Projektbezogener Dateimanager
Subversion, Git. Ja. Versionskontrolle ist gut für größere Projekte, die sich über längere Zeit entwickeln. Für Subversion auch für Texter und Autoren spricht sich Rachel Greenham aus, für git Tycho Garen. Auf diese beiden Möglichkeiten, die Versionen bestimmter Dateiformen nachhalten zu können, und im Nachgang auch miteinander zu vergleichen, können nur ganz bestimmte Menschen zurückgreifen. Und die Notizen, die zu den Änderungen gespeichert werden können, sind eben - zumindest in keiner Lösung, die ich kenne - nicht gerade für visuelle Menschen gemacht. Darüber hinaus fällt das projektbezogene Arbeiten mit Medien schwer, da eben nur bestimmte Dateitypen, versions-kontrolliert werden können. Und arbeiten mit hierarchischen Ordner-Systemen ist für jeden nervig, der häufig bestimmte Dinge projektübergreifend wiederverwenden kann.
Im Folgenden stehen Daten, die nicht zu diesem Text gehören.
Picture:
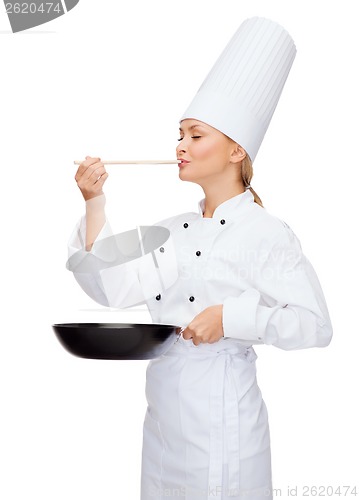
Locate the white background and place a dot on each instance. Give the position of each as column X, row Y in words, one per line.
column 111, row 79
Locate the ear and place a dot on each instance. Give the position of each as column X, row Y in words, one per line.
column 238, row 153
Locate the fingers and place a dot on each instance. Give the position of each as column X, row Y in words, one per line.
column 87, row 167
column 91, row 176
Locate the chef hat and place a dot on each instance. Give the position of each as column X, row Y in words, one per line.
column 239, row 95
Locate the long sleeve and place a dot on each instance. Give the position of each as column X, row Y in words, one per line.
column 112, row 274
column 285, row 305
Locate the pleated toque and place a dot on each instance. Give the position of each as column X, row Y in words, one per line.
column 239, row 95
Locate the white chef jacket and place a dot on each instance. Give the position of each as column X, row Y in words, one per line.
column 206, row 432
column 243, row 257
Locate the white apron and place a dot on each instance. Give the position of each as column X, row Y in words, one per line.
column 206, row 431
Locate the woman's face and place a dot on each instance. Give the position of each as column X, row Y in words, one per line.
column 205, row 152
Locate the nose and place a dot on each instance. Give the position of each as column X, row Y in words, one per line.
column 181, row 147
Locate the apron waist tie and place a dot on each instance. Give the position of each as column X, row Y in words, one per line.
column 223, row 402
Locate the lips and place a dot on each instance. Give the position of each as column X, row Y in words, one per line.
column 183, row 162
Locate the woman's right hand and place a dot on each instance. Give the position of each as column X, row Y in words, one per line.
column 90, row 177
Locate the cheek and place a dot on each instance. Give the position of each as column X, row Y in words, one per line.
column 204, row 150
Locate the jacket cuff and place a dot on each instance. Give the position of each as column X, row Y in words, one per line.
column 239, row 316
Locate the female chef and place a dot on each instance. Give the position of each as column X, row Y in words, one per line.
column 242, row 279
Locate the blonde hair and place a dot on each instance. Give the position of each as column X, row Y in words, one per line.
column 247, row 174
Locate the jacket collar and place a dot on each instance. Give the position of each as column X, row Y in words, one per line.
column 229, row 207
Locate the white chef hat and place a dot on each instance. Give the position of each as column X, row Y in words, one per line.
column 239, row 95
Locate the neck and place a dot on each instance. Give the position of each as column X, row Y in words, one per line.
column 214, row 196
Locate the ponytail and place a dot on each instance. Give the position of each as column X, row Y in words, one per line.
column 247, row 174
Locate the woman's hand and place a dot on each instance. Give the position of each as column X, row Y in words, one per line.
column 206, row 326
column 90, row 177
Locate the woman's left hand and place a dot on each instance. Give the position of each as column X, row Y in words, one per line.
column 206, row 326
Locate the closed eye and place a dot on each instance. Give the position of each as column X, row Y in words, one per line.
column 193, row 137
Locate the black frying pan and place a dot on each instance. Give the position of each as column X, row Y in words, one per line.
column 117, row 340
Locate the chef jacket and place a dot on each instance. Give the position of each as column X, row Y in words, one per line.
column 242, row 257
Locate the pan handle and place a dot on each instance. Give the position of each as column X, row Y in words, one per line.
column 179, row 330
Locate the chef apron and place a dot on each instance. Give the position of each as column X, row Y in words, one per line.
column 205, row 432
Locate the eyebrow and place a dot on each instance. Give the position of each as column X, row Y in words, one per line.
column 191, row 127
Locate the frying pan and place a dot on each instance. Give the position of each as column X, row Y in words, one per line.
column 117, row 340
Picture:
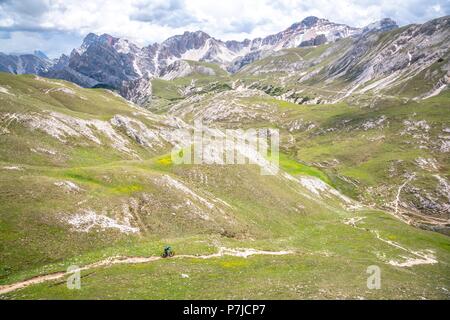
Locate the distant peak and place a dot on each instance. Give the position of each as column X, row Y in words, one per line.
column 309, row 21
column 40, row 54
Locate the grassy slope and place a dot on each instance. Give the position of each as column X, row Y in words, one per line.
column 330, row 257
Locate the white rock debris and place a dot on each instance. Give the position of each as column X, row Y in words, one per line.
column 372, row 124
column 13, row 168
column 320, row 188
column 428, row 164
column 68, row 186
column 61, row 126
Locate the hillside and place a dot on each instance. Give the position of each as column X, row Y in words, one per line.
column 87, row 178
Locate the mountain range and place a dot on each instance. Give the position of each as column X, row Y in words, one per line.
column 87, row 176
column 109, row 61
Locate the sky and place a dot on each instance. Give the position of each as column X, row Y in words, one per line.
column 58, row 26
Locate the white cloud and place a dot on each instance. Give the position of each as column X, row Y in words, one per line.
column 148, row 21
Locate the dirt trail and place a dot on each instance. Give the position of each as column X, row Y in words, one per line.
column 239, row 252
column 419, row 257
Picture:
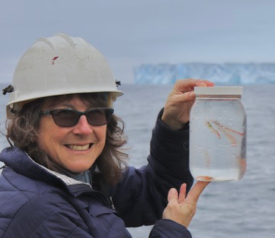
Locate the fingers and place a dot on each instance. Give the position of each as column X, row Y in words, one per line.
column 186, row 85
column 172, row 195
column 182, row 194
column 195, row 192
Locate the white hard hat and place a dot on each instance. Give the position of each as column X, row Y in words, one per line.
column 60, row 65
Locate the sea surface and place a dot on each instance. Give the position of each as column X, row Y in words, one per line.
column 243, row 209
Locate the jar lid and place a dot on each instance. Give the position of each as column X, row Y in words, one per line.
column 219, row 90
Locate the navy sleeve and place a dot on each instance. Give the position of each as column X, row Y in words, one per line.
column 168, row 229
column 142, row 195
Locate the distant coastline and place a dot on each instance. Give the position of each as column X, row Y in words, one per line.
column 221, row 74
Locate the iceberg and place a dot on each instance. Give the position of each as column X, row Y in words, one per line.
column 220, row 74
Aber es braucht für visuell und textlich denkende Menschen auch eine informationelle Klammer, die Dokumente und Dateien zu bestimmten Themen und in bestimmten Kontexten sammeln, umorganisieren und wiederfinden lassen. Anscheinend tut sich da was, zumindest in der Open Source-Entwicklung. So schreibt Keywan Najafi-Tonekaboni bei open heise:
Für Mac OS X gibt es übrigens noch Journler. Das aber eben als reiner Informationsmanager es noch nicht trifft, und auch keine Dateien verwaltet. Taggen, visuelles Aufbereiten, smarte Ordner, Versionskontrolle und Wiki-Funktionalität - das hätte ich gerne. Also weiter nach dem Produktivitäts-Ei des Kolumbus Ausschau halten.